2. Geding in cassatie
Belanghebben-de heeft tegen 's Hofs uitspraak beroep in cassatie ingesteld. Het beroepschrift in cassatie is aan dit arrest gehecht en maakt daarvan deel uit.
De Staatssecretaris van Financiën heeft bij vertoogschrift het cassatieberoep bestreden.
De Advocaat-Generaal Ilsink heeft op 14 december 1999 geconcludeerd tot vernietiging van de uitspraak van het Hof, van die van de Inspecteur en van de naheffingsaanslag.
De Staatssecretaris heeft schriftelijk op die conclusie gereageerd.
3. Beoordeling van de klachten
3.1. In cassatie kan van het volgende worden uitgegaan.
Belanghebbende drijft een taxi-onderneming te Z. Zij heeft twee firmanten die elk over een eigen taxi beschikken, die zij ieder voor zich exploiteren met gebruikmaking van de in Z geldende regeling ‘gescheiden rijden’.
Voor haar bedrijfsuitoefening is belanghebbende ingevolge de Wet personenvervoer door het Openbaar Lichaam Taxivervoer Amsterdam en Zaanstreek (hierna: het openbaar lichaam) een taxivergunningbewijs verstrekt voor het motorrijtuig met kenteken a.

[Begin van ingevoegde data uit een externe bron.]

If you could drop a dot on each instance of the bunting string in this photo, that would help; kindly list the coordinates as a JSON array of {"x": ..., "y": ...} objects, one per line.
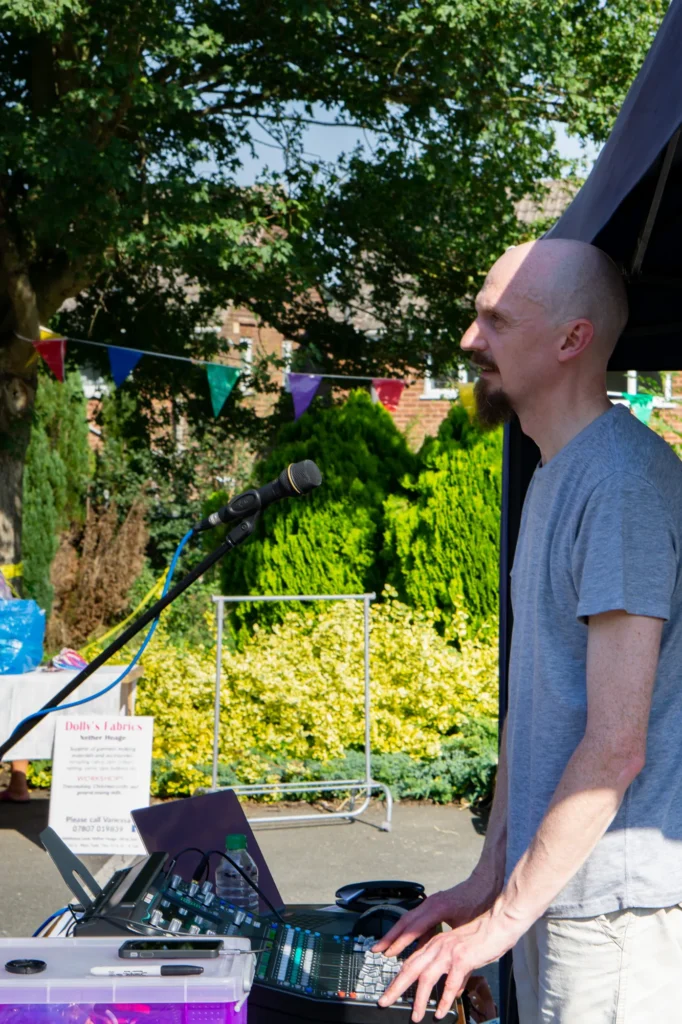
[{"x": 221, "y": 378}]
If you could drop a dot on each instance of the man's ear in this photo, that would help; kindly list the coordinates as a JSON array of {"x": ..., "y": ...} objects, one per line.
[{"x": 578, "y": 337}]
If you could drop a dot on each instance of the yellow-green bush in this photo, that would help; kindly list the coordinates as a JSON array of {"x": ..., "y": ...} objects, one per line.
[{"x": 296, "y": 690}]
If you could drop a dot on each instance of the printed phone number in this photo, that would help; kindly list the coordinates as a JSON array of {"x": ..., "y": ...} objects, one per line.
[{"x": 96, "y": 828}]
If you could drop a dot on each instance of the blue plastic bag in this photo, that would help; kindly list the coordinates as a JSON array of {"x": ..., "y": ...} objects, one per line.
[{"x": 22, "y": 632}]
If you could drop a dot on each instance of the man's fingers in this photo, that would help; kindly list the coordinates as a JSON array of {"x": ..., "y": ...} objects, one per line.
[
  {"x": 401, "y": 982},
  {"x": 427, "y": 980},
  {"x": 454, "y": 986}
]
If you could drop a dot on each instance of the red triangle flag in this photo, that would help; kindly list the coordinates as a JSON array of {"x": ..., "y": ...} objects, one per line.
[
  {"x": 53, "y": 351},
  {"x": 389, "y": 392}
]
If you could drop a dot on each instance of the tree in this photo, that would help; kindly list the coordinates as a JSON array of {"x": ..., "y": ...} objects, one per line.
[
  {"x": 442, "y": 541},
  {"x": 124, "y": 126}
]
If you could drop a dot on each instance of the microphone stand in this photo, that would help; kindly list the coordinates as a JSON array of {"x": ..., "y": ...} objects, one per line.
[{"x": 236, "y": 537}]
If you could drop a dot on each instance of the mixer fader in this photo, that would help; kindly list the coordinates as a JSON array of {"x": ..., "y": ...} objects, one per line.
[{"x": 309, "y": 967}]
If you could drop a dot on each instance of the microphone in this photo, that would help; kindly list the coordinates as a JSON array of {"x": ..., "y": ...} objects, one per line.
[{"x": 298, "y": 478}]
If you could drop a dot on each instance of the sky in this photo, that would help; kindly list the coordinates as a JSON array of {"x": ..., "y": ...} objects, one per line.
[{"x": 328, "y": 143}]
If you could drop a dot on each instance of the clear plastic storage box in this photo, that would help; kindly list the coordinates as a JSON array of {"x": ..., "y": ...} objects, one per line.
[{"x": 66, "y": 992}]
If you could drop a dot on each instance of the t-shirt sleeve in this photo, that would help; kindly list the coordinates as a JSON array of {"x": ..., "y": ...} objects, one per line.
[{"x": 625, "y": 554}]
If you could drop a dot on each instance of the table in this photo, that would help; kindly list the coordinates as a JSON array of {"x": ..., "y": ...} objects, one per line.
[{"x": 22, "y": 694}]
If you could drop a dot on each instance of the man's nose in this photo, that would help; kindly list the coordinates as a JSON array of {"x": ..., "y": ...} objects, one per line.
[{"x": 472, "y": 340}]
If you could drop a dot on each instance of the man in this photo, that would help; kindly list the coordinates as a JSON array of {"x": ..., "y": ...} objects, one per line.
[{"x": 582, "y": 868}]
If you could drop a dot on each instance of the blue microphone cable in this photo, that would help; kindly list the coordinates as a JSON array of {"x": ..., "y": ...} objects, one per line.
[{"x": 93, "y": 696}]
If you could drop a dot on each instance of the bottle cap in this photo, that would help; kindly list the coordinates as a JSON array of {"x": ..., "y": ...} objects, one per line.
[{"x": 236, "y": 842}]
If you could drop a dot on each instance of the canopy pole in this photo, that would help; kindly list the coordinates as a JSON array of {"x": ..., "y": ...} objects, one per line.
[{"x": 643, "y": 241}]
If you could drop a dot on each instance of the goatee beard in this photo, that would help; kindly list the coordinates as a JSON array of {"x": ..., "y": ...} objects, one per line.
[{"x": 493, "y": 408}]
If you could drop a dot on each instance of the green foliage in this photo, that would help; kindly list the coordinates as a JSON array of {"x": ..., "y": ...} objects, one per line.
[
  {"x": 442, "y": 540},
  {"x": 55, "y": 478},
  {"x": 296, "y": 691},
  {"x": 464, "y": 770},
  {"x": 331, "y": 541}
]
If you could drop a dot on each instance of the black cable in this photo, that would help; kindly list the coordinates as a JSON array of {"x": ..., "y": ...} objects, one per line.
[
  {"x": 188, "y": 849},
  {"x": 250, "y": 882},
  {"x": 126, "y": 926}
]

Daarnaast beschikt belanghebbende voor het onderwerpelijke motorrijtuig over een door het openbaar lichaam afgegeven zogenoemd aanhangsel voor de inzet van een zogenoemde reservetaxi.
Van een reservetaxi kan alleen gebruik worden gemaakt, indien in de reservetaxi het vergunningbewijs van een buiten gebruik zijnde taxi en het aanhangsel van de reservetaxi aanwezig zijn.

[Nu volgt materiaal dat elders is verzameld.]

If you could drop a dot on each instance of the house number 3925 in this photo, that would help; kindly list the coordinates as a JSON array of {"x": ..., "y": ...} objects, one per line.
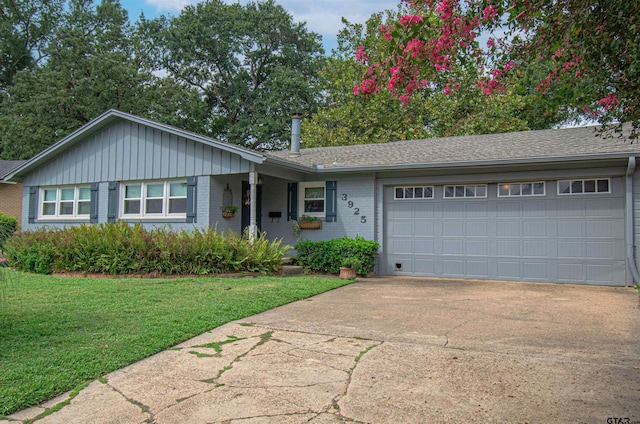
[{"x": 350, "y": 205}]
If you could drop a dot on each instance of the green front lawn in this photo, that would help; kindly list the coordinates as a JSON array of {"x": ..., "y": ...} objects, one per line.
[{"x": 59, "y": 332}]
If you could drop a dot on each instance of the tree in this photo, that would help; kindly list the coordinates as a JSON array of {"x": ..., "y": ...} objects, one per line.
[
  {"x": 26, "y": 27},
  {"x": 93, "y": 65},
  {"x": 347, "y": 119},
  {"x": 453, "y": 104},
  {"x": 252, "y": 64},
  {"x": 590, "y": 46}
]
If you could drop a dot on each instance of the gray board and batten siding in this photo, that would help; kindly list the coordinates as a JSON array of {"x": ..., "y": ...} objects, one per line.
[{"x": 129, "y": 151}]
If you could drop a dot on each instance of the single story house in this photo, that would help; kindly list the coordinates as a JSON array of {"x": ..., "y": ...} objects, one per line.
[
  {"x": 557, "y": 205},
  {"x": 10, "y": 192}
]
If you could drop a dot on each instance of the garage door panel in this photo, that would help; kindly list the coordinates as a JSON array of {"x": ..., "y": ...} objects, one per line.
[
  {"x": 534, "y": 228},
  {"x": 535, "y": 271},
  {"x": 399, "y": 211},
  {"x": 508, "y": 248},
  {"x": 424, "y": 228},
  {"x": 508, "y": 209},
  {"x": 476, "y": 248},
  {"x": 605, "y": 273},
  {"x": 475, "y": 228},
  {"x": 402, "y": 228},
  {"x": 571, "y": 249},
  {"x": 476, "y": 210},
  {"x": 508, "y": 228},
  {"x": 599, "y": 250},
  {"x": 573, "y": 239},
  {"x": 403, "y": 246},
  {"x": 423, "y": 211},
  {"x": 451, "y": 228},
  {"x": 477, "y": 269},
  {"x": 598, "y": 208},
  {"x": 535, "y": 208},
  {"x": 453, "y": 209},
  {"x": 509, "y": 270},
  {"x": 537, "y": 248},
  {"x": 423, "y": 247},
  {"x": 599, "y": 228},
  {"x": 571, "y": 272},
  {"x": 570, "y": 228},
  {"x": 424, "y": 266},
  {"x": 570, "y": 208},
  {"x": 453, "y": 247},
  {"x": 453, "y": 267}
]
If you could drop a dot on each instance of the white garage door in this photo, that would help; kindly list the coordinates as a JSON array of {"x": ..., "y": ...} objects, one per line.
[{"x": 471, "y": 232}]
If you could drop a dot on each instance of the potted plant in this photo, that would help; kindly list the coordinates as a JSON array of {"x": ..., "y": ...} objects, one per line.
[
  {"x": 307, "y": 222},
  {"x": 349, "y": 267},
  {"x": 229, "y": 211}
]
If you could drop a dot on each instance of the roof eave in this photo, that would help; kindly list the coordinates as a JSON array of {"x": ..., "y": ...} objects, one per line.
[
  {"x": 476, "y": 163},
  {"x": 113, "y": 114},
  {"x": 289, "y": 164}
]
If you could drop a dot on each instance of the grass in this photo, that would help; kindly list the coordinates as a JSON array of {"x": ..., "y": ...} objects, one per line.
[{"x": 57, "y": 333}]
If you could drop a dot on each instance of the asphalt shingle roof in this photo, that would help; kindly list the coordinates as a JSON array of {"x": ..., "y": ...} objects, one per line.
[
  {"x": 526, "y": 145},
  {"x": 8, "y": 165}
]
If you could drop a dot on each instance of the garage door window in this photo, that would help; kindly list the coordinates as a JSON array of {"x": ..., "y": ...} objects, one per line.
[
  {"x": 466, "y": 191},
  {"x": 521, "y": 189},
  {"x": 404, "y": 193},
  {"x": 568, "y": 187}
]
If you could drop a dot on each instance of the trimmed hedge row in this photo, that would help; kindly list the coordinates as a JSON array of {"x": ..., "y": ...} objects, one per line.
[
  {"x": 327, "y": 255},
  {"x": 120, "y": 249}
]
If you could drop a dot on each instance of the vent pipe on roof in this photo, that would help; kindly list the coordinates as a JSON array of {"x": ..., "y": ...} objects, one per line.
[{"x": 296, "y": 118}]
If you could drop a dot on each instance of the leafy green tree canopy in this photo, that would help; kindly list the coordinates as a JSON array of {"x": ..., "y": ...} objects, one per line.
[
  {"x": 590, "y": 48},
  {"x": 94, "y": 63},
  {"x": 251, "y": 63},
  {"x": 452, "y": 104},
  {"x": 26, "y": 26}
]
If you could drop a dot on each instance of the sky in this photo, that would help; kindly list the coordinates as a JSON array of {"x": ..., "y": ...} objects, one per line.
[{"x": 322, "y": 16}]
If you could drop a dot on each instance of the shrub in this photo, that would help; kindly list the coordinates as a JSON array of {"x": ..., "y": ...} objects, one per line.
[
  {"x": 120, "y": 249},
  {"x": 327, "y": 255},
  {"x": 8, "y": 226}
]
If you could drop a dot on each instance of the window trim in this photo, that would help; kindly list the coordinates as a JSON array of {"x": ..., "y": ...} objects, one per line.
[
  {"x": 465, "y": 186},
  {"x": 166, "y": 198},
  {"x": 423, "y": 187},
  {"x": 301, "y": 198},
  {"x": 582, "y": 181},
  {"x": 58, "y": 200},
  {"x": 544, "y": 189}
]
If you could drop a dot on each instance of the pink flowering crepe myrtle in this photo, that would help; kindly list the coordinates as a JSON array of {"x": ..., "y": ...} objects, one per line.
[{"x": 427, "y": 41}]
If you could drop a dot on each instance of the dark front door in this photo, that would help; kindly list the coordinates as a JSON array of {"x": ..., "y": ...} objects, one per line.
[{"x": 246, "y": 205}]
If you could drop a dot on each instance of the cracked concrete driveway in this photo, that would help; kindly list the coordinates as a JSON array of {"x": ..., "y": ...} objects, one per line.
[{"x": 393, "y": 350}]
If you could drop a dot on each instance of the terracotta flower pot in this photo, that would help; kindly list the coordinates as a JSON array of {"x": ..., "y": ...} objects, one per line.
[{"x": 309, "y": 225}]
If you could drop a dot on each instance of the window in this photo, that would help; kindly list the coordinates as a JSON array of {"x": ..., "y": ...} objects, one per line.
[
  {"x": 154, "y": 199},
  {"x": 423, "y": 192},
  {"x": 465, "y": 191},
  {"x": 65, "y": 202},
  {"x": 602, "y": 185},
  {"x": 521, "y": 189},
  {"x": 312, "y": 199}
]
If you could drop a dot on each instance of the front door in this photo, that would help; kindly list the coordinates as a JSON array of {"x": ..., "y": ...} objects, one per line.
[{"x": 246, "y": 205}]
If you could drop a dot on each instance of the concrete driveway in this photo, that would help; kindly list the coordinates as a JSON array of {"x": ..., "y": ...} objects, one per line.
[{"x": 393, "y": 350}]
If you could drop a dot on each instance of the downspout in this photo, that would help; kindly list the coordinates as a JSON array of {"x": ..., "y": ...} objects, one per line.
[{"x": 631, "y": 261}]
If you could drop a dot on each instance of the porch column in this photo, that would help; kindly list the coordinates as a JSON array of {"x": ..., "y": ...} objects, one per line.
[{"x": 253, "y": 184}]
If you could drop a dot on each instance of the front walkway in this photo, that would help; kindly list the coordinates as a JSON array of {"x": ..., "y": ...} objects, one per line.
[{"x": 393, "y": 350}]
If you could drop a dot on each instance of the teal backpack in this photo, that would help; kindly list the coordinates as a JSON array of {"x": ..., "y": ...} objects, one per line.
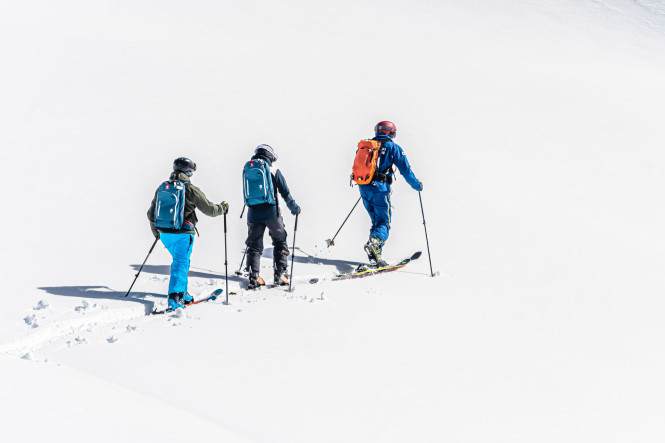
[
  {"x": 257, "y": 183},
  {"x": 170, "y": 205}
]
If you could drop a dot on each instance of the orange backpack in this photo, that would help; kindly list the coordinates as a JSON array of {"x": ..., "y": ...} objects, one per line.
[{"x": 364, "y": 165}]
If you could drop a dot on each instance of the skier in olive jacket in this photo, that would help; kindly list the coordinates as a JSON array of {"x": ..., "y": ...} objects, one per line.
[{"x": 179, "y": 242}]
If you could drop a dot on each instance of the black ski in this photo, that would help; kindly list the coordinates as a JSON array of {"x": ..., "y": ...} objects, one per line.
[{"x": 211, "y": 297}]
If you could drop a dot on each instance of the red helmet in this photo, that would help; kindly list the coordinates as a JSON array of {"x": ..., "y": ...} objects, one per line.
[{"x": 386, "y": 127}]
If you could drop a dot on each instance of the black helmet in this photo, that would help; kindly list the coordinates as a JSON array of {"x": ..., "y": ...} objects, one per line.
[
  {"x": 386, "y": 127},
  {"x": 266, "y": 151},
  {"x": 183, "y": 164}
]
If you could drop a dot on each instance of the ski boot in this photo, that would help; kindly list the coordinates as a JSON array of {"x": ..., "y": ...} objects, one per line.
[
  {"x": 281, "y": 279},
  {"x": 176, "y": 300},
  {"x": 373, "y": 249},
  {"x": 255, "y": 281}
]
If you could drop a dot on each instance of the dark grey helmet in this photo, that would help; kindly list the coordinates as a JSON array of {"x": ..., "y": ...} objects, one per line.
[
  {"x": 183, "y": 164},
  {"x": 266, "y": 151}
]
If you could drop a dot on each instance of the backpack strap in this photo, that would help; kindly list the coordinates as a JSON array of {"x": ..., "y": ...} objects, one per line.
[{"x": 382, "y": 176}]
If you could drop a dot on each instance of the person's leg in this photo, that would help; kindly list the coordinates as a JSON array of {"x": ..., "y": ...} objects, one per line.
[
  {"x": 382, "y": 212},
  {"x": 367, "y": 202},
  {"x": 180, "y": 247},
  {"x": 280, "y": 248},
  {"x": 254, "y": 245}
]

De firmanten hebben op 9 juni 1982 een ‘verklaring gescheiden rijden’ ondertekend. Daarin verklaren zij zich tegenover de Vereniging Centraal Bureau voor Taxi’s te Z akkoord met de voorwaarden van de regeling ‘gescheiden rijden’, welke onder meer inhouden dat de beide door hen gehouden motorrijtuigen niet gelijktijdig in dienst zijn en dat bij het wisselen van de dienst het taxivergunningbewijs aan de aflossende vennoot wordt overgedragen.
De Inspecteur had aan belanghebbende een vergunning als bedoeld in artikel 5a, onder a, van het Uitvoeringsbesluit motorrijtuigenbelasting 1966 (tekst vanaf 1 januari 1988, hierna: het Besluit) verleend. Op 18 februari 1991 heeft de Inspecteur aan belanghebbende een brief geschreven, waarvan de inhoud - voorzover in cassatie van belang - is weergegeven in onderdeel 5.4 van de bijlage bij de conclusie van de Advocaat-Generaal.

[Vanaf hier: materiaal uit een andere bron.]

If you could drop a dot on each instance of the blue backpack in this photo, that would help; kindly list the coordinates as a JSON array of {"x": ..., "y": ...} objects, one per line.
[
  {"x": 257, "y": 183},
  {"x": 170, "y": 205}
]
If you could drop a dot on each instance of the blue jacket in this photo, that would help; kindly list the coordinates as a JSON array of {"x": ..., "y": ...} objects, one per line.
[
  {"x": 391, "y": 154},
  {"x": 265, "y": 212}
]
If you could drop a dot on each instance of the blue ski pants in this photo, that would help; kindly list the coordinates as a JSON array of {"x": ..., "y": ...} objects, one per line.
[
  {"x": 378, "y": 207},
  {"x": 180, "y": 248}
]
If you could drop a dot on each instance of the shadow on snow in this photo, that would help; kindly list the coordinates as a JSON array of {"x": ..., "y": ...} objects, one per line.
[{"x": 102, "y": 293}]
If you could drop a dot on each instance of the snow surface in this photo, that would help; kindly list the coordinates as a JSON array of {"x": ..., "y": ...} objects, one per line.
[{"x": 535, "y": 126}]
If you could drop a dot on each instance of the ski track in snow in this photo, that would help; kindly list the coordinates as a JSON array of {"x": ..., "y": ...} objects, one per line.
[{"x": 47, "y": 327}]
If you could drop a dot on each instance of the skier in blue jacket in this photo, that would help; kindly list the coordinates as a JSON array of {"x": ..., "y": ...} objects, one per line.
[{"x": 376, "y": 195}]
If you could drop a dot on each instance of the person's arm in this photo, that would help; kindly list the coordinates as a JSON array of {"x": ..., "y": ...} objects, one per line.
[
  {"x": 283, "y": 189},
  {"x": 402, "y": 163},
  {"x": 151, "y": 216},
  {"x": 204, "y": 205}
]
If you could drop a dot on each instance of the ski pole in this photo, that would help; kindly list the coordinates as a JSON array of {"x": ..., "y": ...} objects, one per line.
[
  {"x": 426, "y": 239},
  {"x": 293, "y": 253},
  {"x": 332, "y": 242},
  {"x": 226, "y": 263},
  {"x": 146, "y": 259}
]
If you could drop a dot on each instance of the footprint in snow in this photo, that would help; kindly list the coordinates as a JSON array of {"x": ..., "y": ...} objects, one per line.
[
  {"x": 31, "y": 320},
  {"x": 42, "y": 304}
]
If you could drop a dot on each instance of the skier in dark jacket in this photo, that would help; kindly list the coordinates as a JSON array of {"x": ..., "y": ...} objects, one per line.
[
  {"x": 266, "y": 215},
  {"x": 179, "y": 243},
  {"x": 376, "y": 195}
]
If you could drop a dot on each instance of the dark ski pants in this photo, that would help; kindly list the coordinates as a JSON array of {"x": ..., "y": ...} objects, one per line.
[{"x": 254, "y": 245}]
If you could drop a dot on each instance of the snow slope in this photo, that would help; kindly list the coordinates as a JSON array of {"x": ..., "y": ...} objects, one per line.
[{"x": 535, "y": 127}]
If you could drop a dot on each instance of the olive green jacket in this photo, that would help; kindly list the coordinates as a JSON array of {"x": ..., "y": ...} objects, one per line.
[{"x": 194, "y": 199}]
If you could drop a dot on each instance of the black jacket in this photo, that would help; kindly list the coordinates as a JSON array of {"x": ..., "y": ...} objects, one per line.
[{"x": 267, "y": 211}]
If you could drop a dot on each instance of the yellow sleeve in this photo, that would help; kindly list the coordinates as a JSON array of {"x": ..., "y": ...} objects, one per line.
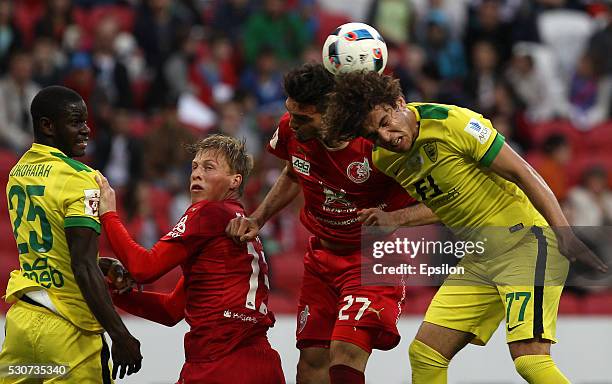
[
  {"x": 81, "y": 201},
  {"x": 473, "y": 135}
]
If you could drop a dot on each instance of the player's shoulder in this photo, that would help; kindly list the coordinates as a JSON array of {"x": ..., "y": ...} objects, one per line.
[
  {"x": 222, "y": 211},
  {"x": 69, "y": 167},
  {"x": 440, "y": 121}
]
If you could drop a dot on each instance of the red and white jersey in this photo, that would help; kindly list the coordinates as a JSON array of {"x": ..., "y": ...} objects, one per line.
[
  {"x": 226, "y": 284},
  {"x": 336, "y": 184}
]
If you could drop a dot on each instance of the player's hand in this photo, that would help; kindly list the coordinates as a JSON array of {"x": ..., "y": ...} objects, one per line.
[
  {"x": 126, "y": 356},
  {"x": 242, "y": 229},
  {"x": 117, "y": 275},
  {"x": 107, "y": 195},
  {"x": 376, "y": 217},
  {"x": 576, "y": 251}
]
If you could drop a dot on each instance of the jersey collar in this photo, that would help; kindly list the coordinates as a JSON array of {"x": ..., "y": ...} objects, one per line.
[{"x": 37, "y": 147}]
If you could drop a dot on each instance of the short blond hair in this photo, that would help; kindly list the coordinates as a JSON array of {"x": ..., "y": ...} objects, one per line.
[{"x": 234, "y": 151}]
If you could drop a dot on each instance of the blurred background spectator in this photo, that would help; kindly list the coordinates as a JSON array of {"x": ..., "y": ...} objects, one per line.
[{"x": 157, "y": 74}]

Op 12 november 1991 is in de gemeente Q geconstateerd dat met het onderwerpelijke motorrijtuig van de weg gebruik werd gemaakt. De Inspecteur heeft naar aanleiding daarvan de naheffingsaanslag opgelegd, omdat hij van mening is dat voor het onderwerpelijke motorrijtuig de vrijstelling van motorrijtuigenbelasting voor taxi’s toepassing mist, nu voor dit motorrijtuig geen taxivergunningbewijs is afgegeven en het niet als reservetaxi kan worden aangemerkt.
3.2. Voor het Hof was tussen partijen in geschil of de vrijstelling van motorrijtuigenbelasting toepassing miste, hetgeen de Inspecteur verdedigde en belanghebbende betwistte. Het Hof heeft uit de in zijn uitspraak vermelde bepalingen van de Wet personenvervoer en het Besluit personenvervoer en de in zijn uitspraak aangehaalde passage uit de Nota van Toelichting bij evenbedoeld besluit afgeleid, dat de Wet personenvervoer en de daarop stoelende uitvoeringsbepalingen voorzien in vergunningen c.q. vergunningbewijzen voor taxi’s, waarbij - in verband met reparatie of onderhoud - reservetaxi’s tijdelijk de plaats van een vaste taxi kunnen innemen. Het Hof heeft geoordeeld: dat in dit systeem niet past, dat op basis van één vergunning(bewijs) taxivervoer wordt verricht door twee volledig in te zetten taxi’s, ook al vindt dit vervoer naast elkaar en niet gelijktijdig plaats; dat de omstandigheid dat in Z - klaarblijkelijk met instemming van het openbaar lichaam en de lokale overheid - een ruimhartiger beleid met betrekking tot het zogenoemde ‘gescheiden rijden’ wordt gevoerd dan in de Wet personenvervoer en de daarop stoelende uitvoeringsbepalingen is voorzien, niet meebrengt dat de Inspecteur daarom is gehouden de vrijstelling van motorrijtuigenbelasting voor het onderwerpelijke motorrijtuig toe te passen. Tegen deze oordelen keren zich de klachten.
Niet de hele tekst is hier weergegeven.